An Egyptian military court has sentenced a blogger who criticized the army to three years in prison.
Hosni Mubarak and his sons may have been arrested, but troubling signs are emerging from Egypt. While the faces have changed, the state apparatus and its institutionalized hierarchy of domination still appears to be intact. Yesterday, a military court in Cairo sentenced Maikel Nabil to three years in prison for insulting the military in a series of critical blog posts.
Earlier this month, the Egyptian army was engaged in a violent crackdown on the largest post-Mubarak protest in Tahrir square, killing two. Thousands of people had converged upon the square to ‘safeguard’ the Revolution and protest against the army’s handling of the transition to genuine democracy. The crackdown and the arrest are raising the question if the Egyptian Revolution might have been stalled in its tracks, or even stillborn to begin with.
Certainly enormous challenges lie ahead. To the astute observer and the intelligent Egyptian activists, it was always clear that overthrowing Mubarak was the easy part. Replacing any institutionalized system that is atrophied by corruption, entrenched by multi-billion dollar financial interests, and defended by a well-organized and well-funded military, is a lot harder than merely replacing the face at the top of the political pyramid scheme.
Clearly, Mubarak was forced to leave not because the people told him to, but because the military told him it would no longer support him against the will of the people. Any political ruler, whether democratic or dictatorial, relies (to varying degrees) on the two great pillars of power: military force and popular legitimacy. Without the latter, the former easily slips from your hands. Without the former, the latter can easily be overturned by a more powerful opponent.
While it would be premature to say that the Egyptian Revolution has stalled, it was even more premature to assume it to have been completed with the fall of Mubarak. To bring about genuine democracy, Mubarak — as the symbol of oppression — had to go, but he was dispensable. In this respect, chanting for the fall of the regime was only the first step — the system of power still needs to be dismantled, and a new one will have arise on top of it.
It was always naive to assume that the Arab Spring was just going to be about democratic love birds and the innocent tweets of revolution. Revolution is a painful process of radical change that at many points will be set back by counterrevolutionary movements and political infighting. The French Revolution of 1789 was followed by multiple relapses into dictatorship, not least that of Napoleon Bonaparte — who ruled twice! — and his nephew, Napoleon III.

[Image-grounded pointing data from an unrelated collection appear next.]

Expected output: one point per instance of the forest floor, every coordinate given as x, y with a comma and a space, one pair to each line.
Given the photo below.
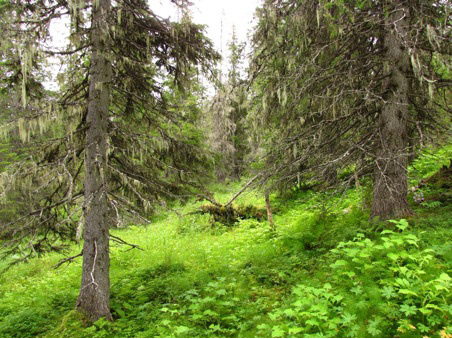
324, 271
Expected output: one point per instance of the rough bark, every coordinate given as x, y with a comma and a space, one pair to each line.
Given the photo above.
390, 178
94, 297
269, 210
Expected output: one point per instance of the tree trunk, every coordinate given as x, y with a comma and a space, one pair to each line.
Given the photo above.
94, 297
390, 178
269, 210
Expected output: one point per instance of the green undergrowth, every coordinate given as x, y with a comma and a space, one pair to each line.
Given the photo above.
324, 271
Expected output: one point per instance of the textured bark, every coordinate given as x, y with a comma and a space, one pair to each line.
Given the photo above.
390, 178
94, 297
269, 210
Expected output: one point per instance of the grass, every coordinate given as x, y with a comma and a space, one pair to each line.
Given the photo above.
195, 279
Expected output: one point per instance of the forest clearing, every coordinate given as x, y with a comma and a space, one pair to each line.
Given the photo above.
296, 183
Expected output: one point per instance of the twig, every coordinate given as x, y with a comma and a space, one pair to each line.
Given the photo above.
123, 242
243, 189
69, 260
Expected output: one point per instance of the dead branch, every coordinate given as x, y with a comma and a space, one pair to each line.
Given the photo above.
68, 260
123, 242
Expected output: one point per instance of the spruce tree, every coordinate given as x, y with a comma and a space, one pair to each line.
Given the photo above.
225, 117
119, 145
355, 86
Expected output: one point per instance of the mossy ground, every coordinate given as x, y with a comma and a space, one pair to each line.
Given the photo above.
196, 278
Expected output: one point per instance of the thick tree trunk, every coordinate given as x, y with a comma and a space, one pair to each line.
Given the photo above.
390, 178
94, 298
269, 210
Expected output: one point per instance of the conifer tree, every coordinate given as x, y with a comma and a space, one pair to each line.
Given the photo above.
351, 85
119, 146
225, 117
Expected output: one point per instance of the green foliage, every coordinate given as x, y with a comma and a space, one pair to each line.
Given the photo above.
429, 162
324, 271
388, 285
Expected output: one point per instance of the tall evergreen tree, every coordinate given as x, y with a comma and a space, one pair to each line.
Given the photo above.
225, 116
119, 144
356, 83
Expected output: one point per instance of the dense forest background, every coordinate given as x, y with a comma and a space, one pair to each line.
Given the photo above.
300, 190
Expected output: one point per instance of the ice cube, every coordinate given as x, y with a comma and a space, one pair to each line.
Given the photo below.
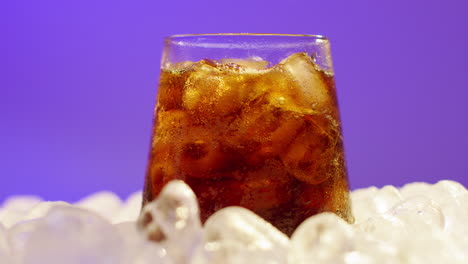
137, 249
71, 235
19, 234
311, 88
315, 154
41, 209
104, 203
5, 255
215, 91
173, 219
323, 238
255, 62
419, 214
236, 235
373, 201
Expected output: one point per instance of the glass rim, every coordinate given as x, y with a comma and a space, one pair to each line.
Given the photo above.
312, 36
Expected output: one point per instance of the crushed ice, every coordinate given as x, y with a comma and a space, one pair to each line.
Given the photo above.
418, 223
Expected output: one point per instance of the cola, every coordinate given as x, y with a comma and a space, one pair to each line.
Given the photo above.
244, 132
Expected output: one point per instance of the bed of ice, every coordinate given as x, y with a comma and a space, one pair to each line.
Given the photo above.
418, 223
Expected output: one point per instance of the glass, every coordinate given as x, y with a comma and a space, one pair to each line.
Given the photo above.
250, 120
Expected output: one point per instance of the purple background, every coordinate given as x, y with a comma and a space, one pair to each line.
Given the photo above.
78, 81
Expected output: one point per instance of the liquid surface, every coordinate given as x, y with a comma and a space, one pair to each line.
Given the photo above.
239, 133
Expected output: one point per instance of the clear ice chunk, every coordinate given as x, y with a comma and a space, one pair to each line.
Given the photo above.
72, 235
323, 238
237, 235
138, 250
104, 203
173, 220
130, 210
41, 209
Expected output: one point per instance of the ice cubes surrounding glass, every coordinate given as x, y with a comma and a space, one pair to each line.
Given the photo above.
418, 223
173, 220
237, 235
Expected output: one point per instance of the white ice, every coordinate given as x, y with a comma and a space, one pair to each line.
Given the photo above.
418, 223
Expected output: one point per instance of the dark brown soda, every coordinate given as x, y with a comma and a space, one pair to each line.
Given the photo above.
265, 138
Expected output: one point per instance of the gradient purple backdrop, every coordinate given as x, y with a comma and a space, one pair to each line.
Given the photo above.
78, 83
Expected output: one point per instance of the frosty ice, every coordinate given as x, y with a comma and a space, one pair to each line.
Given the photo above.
251, 121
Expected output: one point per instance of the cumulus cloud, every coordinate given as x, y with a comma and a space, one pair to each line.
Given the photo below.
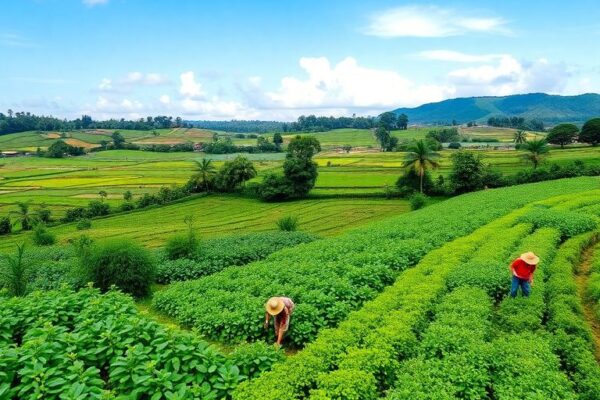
9, 39
431, 21
131, 81
92, 3
456, 56
348, 85
189, 88
509, 76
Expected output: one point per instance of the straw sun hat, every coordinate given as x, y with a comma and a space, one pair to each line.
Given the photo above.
530, 258
274, 306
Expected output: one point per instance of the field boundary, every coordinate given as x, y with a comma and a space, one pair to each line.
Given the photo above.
581, 280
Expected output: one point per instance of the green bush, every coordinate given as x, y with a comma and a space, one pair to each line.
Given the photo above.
74, 345
182, 246
123, 264
417, 201
42, 236
288, 223
83, 224
255, 358
5, 226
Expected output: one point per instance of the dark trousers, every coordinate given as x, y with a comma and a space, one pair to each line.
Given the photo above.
523, 284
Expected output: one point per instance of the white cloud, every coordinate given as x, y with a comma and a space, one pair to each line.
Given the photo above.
189, 87
431, 21
105, 85
92, 3
455, 56
350, 86
9, 39
131, 81
510, 76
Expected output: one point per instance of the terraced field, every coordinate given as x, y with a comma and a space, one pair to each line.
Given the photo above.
411, 307
224, 215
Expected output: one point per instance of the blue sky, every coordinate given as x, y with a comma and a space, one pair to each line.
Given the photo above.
279, 59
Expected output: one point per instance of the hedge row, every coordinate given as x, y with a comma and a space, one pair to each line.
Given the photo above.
367, 345
572, 336
216, 254
84, 345
329, 278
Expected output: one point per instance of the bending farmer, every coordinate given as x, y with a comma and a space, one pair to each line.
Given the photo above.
522, 269
281, 309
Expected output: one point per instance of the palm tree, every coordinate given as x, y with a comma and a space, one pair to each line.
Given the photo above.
206, 170
421, 158
24, 216
536, 149
520, 137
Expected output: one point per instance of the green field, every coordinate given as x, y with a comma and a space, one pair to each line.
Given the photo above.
219, 215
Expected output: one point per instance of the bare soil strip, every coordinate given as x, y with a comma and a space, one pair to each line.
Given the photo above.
581, 279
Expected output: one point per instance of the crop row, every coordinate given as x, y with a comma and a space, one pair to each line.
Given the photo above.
359, 357
214, 255
84, 345
328, 279
572, 335
593, 284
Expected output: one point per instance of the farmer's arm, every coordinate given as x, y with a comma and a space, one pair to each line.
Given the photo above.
280, 336
531, 276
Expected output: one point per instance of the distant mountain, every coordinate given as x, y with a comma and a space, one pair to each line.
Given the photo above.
551, 109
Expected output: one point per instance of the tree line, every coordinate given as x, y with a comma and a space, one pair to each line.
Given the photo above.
13, 122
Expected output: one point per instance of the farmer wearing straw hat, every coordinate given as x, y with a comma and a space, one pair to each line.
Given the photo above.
281, 309
522, 269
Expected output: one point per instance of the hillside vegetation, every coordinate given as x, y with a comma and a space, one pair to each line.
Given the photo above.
550, 109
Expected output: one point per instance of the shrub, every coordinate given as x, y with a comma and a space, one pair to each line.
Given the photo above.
216, 254
5, 226
42, 236
288, 223
181, 246
83, 224
417, 201
122, 263
14, 273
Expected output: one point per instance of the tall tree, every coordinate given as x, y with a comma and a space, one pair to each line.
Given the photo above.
590, 132
278, 139
118, 140
388, 120
402, 121
519, 137
206, 171
562, 134
299, 168
421, 158
536, 151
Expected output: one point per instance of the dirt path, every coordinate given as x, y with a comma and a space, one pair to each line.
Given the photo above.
588, 307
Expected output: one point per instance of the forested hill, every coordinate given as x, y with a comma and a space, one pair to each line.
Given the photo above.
550, 109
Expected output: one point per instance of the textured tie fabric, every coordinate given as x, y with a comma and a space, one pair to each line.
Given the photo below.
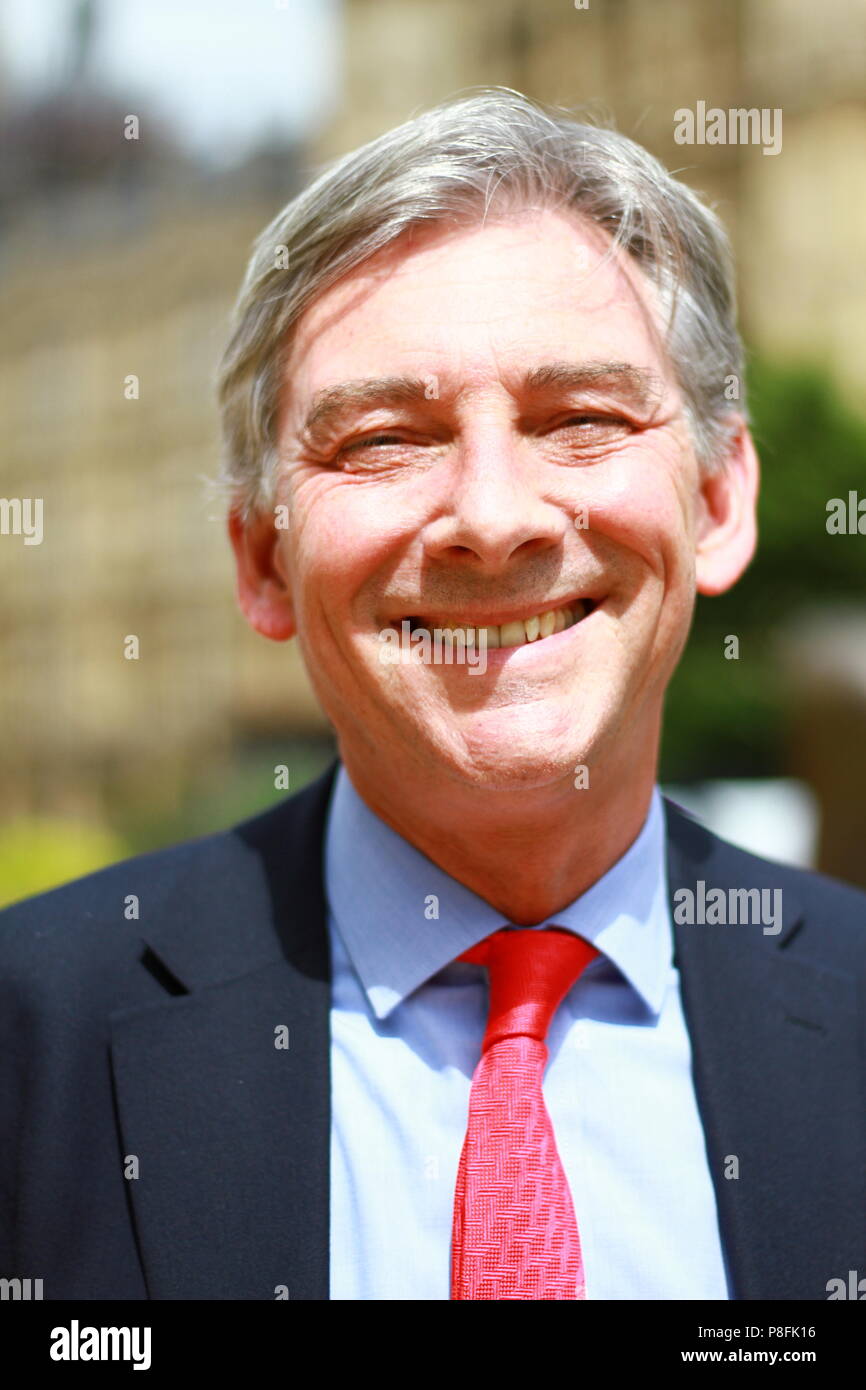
515, 1232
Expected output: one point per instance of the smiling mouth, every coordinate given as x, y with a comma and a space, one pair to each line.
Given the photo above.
517, 633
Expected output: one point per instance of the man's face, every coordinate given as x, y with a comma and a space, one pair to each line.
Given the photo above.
542, 396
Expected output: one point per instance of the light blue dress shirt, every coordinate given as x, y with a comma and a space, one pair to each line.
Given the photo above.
406, 1029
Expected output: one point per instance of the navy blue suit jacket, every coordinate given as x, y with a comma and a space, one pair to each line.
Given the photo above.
148, 1045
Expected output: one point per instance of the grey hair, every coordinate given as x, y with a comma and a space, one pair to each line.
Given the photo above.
452, 164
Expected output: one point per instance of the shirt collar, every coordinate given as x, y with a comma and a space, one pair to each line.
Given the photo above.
403, 919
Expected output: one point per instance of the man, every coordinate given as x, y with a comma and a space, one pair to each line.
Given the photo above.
476, 387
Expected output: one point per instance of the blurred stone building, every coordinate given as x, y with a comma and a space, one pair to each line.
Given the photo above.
798, 218
120, 260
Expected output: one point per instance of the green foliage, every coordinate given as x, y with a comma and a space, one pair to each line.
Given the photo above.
38, 854
727, 717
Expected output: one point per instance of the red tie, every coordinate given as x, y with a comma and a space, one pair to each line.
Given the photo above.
515, 1235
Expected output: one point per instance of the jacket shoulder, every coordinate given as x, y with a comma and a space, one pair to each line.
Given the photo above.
96, 918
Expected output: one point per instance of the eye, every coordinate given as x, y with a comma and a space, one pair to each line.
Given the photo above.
370, 441
591, 421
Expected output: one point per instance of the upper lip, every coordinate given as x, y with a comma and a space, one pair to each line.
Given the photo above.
495, 617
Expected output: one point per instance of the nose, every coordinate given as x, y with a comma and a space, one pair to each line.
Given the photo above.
495, 508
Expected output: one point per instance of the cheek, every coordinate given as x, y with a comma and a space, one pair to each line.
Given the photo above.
338, 540
640, 519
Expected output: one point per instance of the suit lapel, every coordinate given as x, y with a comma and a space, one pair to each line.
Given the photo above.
231, 1132
776, 1068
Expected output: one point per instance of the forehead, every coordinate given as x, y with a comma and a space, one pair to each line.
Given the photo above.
481, 302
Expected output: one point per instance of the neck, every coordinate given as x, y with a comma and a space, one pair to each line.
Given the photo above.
527, 852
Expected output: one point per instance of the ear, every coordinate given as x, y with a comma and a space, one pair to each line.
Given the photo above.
726, 519
263, 588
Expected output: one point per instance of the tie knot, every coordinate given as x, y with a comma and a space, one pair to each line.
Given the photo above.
530, 975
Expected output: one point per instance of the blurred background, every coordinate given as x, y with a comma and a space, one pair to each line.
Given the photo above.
120, 259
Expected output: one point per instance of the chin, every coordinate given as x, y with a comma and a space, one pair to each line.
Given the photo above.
516, 754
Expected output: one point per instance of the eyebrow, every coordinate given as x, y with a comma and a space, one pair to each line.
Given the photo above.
335, 405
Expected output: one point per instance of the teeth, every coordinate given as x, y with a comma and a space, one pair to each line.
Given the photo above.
519, 633
512, 634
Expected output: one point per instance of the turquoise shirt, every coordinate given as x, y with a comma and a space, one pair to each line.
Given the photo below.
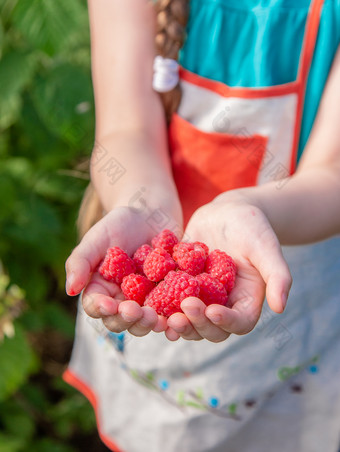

Egypt’s pro-democracy activists are facing their greatest challenge so far: how to upend the essentially oppressive institution of the military, which is so revered around the country and which continues to be such an important bulwark against an Islamist takeover. The arrest and sentence of Maikel Nabel is an unmistakable signal of who’s still in control. But even the military leadership knows that without popular legitimacy, it is nothing. With this in mind, the Egyptian people will simply need to keep pushing.
As one of my favorite academic quotes goes, “history is always in the making, in a complex and dialectical interplay between agency, structure, consciousness and action.” * The consciousness of the masses has already been lifted, the agency of the people affirmed — now is the time to take more action and ensure that the fundamental power structure changes along with everything else. This is still history in the making.
* Stephen Gill, ‘Gramsci and Global Politics,’ in Gramsci, Historical Materialism and International Relations.